First, install the prerequisites — aside from the normal development stuff, you will need the python development packages.  You will also need git.  If you don’t have makeinfo installed, you will want that, too.  On Fedora you can get these with:

$ sudo yum install python-devel git texinfo

That was easy!  Now we will check out and build the gdb branch.  I like to prepare for this by making a new directory where I will keep the source, build, and install trees:

$ mkdir -p ~/archer/build ~/archer/install
$ cd ~/archer

“Archer” is the name of our project, in case you’re wondering.  Note that the clone step will take a while — it is downloading the entire history of gdb.  My source tree weighs in at about 50M.

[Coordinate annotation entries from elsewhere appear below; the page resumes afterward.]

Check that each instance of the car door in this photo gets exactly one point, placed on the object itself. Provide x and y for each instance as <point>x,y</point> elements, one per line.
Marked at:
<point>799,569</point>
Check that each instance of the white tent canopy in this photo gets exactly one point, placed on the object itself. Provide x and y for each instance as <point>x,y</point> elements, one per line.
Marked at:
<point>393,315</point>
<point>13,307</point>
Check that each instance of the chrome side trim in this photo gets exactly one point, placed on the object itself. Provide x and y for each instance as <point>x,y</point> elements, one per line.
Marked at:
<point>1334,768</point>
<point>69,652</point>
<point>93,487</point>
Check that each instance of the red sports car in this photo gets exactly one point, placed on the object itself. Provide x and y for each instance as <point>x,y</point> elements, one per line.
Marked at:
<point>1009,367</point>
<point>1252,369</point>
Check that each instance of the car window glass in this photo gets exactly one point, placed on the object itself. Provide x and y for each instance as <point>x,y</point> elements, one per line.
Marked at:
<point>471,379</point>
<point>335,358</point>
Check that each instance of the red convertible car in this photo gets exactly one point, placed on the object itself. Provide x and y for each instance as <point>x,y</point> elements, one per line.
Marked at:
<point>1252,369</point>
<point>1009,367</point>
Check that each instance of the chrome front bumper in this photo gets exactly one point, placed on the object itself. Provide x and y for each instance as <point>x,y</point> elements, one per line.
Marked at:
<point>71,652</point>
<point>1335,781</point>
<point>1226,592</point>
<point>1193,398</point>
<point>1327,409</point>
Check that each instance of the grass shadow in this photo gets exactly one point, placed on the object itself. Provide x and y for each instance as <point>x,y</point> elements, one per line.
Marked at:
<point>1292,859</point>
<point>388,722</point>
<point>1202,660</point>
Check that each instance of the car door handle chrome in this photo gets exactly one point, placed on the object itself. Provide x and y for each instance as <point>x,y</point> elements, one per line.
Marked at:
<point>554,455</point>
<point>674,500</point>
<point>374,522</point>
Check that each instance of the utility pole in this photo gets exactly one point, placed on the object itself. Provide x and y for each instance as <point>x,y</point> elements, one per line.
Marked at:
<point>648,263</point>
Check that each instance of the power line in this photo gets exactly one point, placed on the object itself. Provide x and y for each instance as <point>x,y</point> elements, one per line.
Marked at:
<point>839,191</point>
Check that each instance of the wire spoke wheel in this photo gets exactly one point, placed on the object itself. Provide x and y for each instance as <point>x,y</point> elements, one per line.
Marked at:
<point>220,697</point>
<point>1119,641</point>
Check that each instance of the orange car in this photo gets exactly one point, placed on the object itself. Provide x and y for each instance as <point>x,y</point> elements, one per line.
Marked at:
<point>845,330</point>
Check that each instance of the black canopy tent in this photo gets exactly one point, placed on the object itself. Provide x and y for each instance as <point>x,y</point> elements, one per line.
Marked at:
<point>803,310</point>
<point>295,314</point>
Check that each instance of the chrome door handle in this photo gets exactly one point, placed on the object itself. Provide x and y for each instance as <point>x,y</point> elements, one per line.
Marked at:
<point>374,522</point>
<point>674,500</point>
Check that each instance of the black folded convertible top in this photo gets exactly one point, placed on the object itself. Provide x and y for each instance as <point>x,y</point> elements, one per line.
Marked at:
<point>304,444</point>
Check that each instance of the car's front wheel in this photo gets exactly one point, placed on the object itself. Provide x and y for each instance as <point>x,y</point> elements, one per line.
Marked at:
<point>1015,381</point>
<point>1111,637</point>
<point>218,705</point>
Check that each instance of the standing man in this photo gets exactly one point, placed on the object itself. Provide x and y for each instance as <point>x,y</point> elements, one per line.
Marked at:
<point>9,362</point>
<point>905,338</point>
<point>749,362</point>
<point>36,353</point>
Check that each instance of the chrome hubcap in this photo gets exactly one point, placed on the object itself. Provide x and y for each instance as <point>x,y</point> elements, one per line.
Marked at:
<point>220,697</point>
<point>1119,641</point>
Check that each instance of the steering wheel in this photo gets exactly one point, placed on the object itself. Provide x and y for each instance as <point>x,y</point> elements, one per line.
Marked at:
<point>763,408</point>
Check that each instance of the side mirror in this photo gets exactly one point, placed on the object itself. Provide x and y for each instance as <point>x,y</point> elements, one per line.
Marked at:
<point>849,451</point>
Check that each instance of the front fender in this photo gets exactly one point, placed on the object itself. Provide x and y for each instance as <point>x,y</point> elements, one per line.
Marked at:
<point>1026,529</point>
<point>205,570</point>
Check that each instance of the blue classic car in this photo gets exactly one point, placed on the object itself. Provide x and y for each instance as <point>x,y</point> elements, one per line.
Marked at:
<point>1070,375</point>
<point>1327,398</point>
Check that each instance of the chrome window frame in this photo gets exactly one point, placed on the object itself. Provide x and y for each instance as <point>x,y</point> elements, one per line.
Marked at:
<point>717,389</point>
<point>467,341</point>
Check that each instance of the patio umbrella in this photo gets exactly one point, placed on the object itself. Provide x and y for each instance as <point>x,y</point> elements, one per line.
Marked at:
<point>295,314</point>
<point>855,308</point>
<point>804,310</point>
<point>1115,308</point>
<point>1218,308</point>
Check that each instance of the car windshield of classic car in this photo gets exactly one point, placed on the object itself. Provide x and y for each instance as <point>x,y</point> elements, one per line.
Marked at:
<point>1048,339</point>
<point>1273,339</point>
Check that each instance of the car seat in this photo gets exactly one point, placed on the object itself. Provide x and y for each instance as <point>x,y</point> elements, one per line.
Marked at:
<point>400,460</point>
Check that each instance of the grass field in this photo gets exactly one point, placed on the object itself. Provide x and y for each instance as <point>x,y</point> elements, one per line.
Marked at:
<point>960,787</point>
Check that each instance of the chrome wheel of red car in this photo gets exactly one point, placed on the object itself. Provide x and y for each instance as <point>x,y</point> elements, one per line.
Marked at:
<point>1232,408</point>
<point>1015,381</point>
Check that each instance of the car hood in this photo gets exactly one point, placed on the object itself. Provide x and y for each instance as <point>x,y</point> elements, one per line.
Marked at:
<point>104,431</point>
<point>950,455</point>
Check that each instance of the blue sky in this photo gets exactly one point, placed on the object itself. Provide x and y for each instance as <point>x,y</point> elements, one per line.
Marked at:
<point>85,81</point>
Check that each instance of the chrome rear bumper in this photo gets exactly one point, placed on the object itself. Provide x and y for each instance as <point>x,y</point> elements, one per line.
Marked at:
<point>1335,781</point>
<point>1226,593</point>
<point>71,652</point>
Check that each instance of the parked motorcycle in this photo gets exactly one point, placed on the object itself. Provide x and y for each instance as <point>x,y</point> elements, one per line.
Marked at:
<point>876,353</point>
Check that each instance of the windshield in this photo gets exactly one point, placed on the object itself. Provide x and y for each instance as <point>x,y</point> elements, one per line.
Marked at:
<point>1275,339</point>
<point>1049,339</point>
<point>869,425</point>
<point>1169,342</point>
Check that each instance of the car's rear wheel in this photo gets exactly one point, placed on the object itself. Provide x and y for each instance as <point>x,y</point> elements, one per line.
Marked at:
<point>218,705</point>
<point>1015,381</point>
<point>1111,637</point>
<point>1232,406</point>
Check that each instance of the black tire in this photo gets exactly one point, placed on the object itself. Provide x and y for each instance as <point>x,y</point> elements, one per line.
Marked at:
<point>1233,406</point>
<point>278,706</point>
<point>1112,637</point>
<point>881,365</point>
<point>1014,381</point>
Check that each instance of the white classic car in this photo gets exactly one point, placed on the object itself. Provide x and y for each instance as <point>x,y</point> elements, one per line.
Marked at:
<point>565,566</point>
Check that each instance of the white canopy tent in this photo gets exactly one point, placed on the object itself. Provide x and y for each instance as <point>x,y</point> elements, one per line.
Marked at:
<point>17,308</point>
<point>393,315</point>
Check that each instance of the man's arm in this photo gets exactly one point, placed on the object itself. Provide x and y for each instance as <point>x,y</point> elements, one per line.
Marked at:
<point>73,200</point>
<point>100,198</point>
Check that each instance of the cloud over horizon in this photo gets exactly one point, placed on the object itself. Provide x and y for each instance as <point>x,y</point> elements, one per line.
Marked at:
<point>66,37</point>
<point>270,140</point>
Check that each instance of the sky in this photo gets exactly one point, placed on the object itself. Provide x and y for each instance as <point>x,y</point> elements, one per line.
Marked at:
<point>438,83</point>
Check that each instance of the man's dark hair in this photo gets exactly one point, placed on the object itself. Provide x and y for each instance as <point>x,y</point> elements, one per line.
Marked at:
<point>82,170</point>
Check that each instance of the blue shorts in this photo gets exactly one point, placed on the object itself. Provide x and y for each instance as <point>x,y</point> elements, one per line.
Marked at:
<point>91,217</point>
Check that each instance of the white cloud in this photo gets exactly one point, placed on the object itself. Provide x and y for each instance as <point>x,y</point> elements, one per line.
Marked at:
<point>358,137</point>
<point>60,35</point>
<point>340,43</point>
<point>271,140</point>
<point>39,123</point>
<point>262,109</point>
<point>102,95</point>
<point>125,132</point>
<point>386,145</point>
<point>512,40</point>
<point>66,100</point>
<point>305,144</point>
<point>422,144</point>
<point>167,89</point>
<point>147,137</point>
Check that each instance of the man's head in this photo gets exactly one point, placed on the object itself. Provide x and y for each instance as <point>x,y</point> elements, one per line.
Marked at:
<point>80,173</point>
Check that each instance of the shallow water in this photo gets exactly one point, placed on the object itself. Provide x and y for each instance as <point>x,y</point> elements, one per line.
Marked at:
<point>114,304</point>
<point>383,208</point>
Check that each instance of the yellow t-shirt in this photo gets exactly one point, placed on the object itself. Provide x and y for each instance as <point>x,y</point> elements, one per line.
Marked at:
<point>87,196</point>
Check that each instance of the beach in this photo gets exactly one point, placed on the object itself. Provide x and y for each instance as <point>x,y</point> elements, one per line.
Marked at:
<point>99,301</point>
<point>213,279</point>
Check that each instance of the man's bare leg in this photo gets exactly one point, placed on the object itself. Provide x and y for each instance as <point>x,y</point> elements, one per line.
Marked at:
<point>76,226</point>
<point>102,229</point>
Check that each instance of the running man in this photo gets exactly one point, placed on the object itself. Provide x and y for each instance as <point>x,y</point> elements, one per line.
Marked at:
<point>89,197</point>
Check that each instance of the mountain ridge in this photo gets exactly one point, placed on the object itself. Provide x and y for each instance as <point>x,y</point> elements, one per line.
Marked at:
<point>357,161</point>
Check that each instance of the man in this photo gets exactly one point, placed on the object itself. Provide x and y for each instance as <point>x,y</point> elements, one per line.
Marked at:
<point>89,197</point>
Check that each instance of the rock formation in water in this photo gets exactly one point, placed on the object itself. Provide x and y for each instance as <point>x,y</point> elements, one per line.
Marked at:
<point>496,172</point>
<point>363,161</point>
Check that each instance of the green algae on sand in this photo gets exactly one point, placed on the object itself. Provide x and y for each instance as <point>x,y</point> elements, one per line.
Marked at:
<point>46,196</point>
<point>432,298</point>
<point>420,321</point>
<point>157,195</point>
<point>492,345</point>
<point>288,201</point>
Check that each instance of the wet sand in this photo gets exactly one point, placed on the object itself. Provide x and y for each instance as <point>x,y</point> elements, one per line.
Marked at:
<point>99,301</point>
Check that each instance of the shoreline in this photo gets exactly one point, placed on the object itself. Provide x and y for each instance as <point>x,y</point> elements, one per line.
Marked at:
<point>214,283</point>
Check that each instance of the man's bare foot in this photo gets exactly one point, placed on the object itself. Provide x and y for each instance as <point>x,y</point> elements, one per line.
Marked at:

$ git clone git://sourceware.org/git/archer.git
$ cd archer
$ git checkout --track -b python origin/archer-tromey-python

Now you have archer checked out and on the right branch.  If you’re curious, other work is being done in the Archer repository.  Currently each separate project has its own “topic branch”, but we’ll be merging them together for a release.  You can see the different topics with:

$ git branch -r | grep archer

This repository is also periodically synced from gdb.  For example you could look at the in-progress multi-process work — that is, patches to let gdb debug multiple processes at the same time — by checking out the branch gdb/multiprocess-20081120-branch.

Now build gdb.  Depending on your machine, this might take a while.

$ cd ../build
$ ../archer/configure --prefix=$(cd ../install && pwd)
$ make all install

(As an aside: I have typed that goofy --prefix line a million times.  I wish configure would just do that for me.)

Now you are ready to try your python-enabled gdb.  We’ll just add the right directory to your path and then do a smoke test for now; we’ll look at more functionality in the next installment.

$ PATH=~/archer/install/bin:$PATH
$ gdb
[...]
(gdb) python print 23
23
(gdb) quit

It worked!

Once you have this set up, future updates are even simpler — and faster.  Just pull and rebuild:

$ cd ~/archer/archer
$ git pull
$ cd ../build
$ make all install

We’re actively hacking on this branch, so you may like to do this regularly.  If you find bugs, feel free to email the Archer list.  (We’ll have bugzilla working “soon”, but for the time being just fire off a note.)

I think next time we will look at writing a new gdb command in Python.  Also, we’ll try a couple of new commands, written this way, that are shipped with the Python-enabled gdb.

In the future, it will be much simpler to get this gdb.  Like I said before, I want it to be in Fedora 11 (and yeah, making the feature page is on my to-do list; I’ll try to get to it next week).  Also, I think Daniel is making a Debian experimental package for it.

Update: fixed a bug in the checkout command.  Oops.